A pacemaker is a small device that’s placed in the chest or abdomen to help control abnormal heart rhythms. This device uses electrical pulses to prompt the heart to beat at a normal rate. Pacemakers are used to treat arrhythmias (ah-RITH-me-ahs). Arrhythmias are problems with the rate or rhythm of the heartbeat.
Artificial pacemakers can be used in order to help with and/or treat these conditions:
- Sinus node dysfunction – when the sinoatrial node does not fire properly to contract the heart.
- Bifascicular block, trifascicular block, or third-degree AV block.
- Stokes – Adams attack involving disruption of conduction between the sinoatrial node and the atrioventricular node.
1) Transcutaneous Pacing :
Transcutaneous pacing (TCP) also called external pacing, is recommended for the initial stabilization of hemodynamically significant bradycardias of all types. The procedure is performed by placing two pacing pads on the patient’s chest, either in the anterior/lateral position or the anterior/lateral position.
The rescuer selects the pacing rate, and gradually increases the pacing current (measured in mA) until electrical capture (characterized by a wide QRS complex with a tall, broad T wave on the ECG) is achieved, with a corresponding pulse. Pacing artifact on the ECG and severe muscle twitching may make this determination difficult. External pacing should not be relied upon for an extended period of time. It is an emergency procedure that acts as a bridge until transvenous pacing or other therapies can be applied.
2) Transvenous Pacing :
Transvenous pacing, or temporary internal pacing, is an alternative to transcutaneous pacing. A wire is placed under sterile conditions via a central venous catheter. The proximal tip of the wire is placed into either the right atrium or the right ventricle. The distal tip of the wire is attached to the pacemaker generator, outside of the body. Transvenous pacing is often used as a bridge to permanent pacemaker placement. Under certain conditions, a person may require temporary pacing but would not require permanent pacing. In this case, a temporary pacing wire may be the optimal treatment option.
3) Pacemakers :
Permanent pacing with an implantable pacemaker involves the placement of one or more pacing wires within the chambers of the heart. One end of each wire is attached to the muscle of the heart. The other end is screwed into the pacemaker generator. The pacemaker generator is a hermetically sealed device containing a power source and the computer logic for the pacemaker.
Most commonly, the generator is placed below the subcutaneous fat of the chest wall, above the muscles and bones of the chest. However, the placement may vary on a case by case basis.
The outer casing of pacemakers is so designed that it will rarely be rejected by the body’s immune system. It is usually made of titanium, which is very inert in the body.
Modern pacemakers usually have multiple functions. The most basic form listens to the heart’s original electrical rhythm, and if the device doesn’t sense any electrical activity within a certain time period, the pacemaker will stimulate the ventricles of the heart with a set amount of energy.
Advancements in Pacemaker Function :
When first invented, the pacemaker controlled only the rate at which the heart’s two largest chambers, the ventricles, beat. Many advancements have been made to enhance the control of the pacemaker once implanted. Many of these enhancements have been made possible by the transition to microprocessor controlled pacemakers. Pacemakers that control not only the ventricles but the atria as well have become common. Pacemakers that control both the atria and ventricles are called dual-chamber pacemakers. Although these dual-chamber models are usually more expensive, timing the contractions of the atria to precede that of the ventricles improves the pumping efficiency of the heart and can be useful in congestive heart failure.

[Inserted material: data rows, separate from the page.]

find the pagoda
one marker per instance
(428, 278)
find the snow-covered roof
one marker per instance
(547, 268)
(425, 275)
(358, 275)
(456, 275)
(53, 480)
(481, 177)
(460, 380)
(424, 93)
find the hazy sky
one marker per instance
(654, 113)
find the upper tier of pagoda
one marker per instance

Rate responsive pacing allows the device to sense the physical activity of the patient and respond appropriately by increasing or decreasing the base pacing rate via rate response algorithms. Another advancement in pacemaker technology is left ventricular pacing. A pacemaker wire is placed on the surface of the left ventricle, with the goal of more physiological pacing than available in standard pacemakers. The extra wire is implanted to improve symptoms in patients with severe heart failure.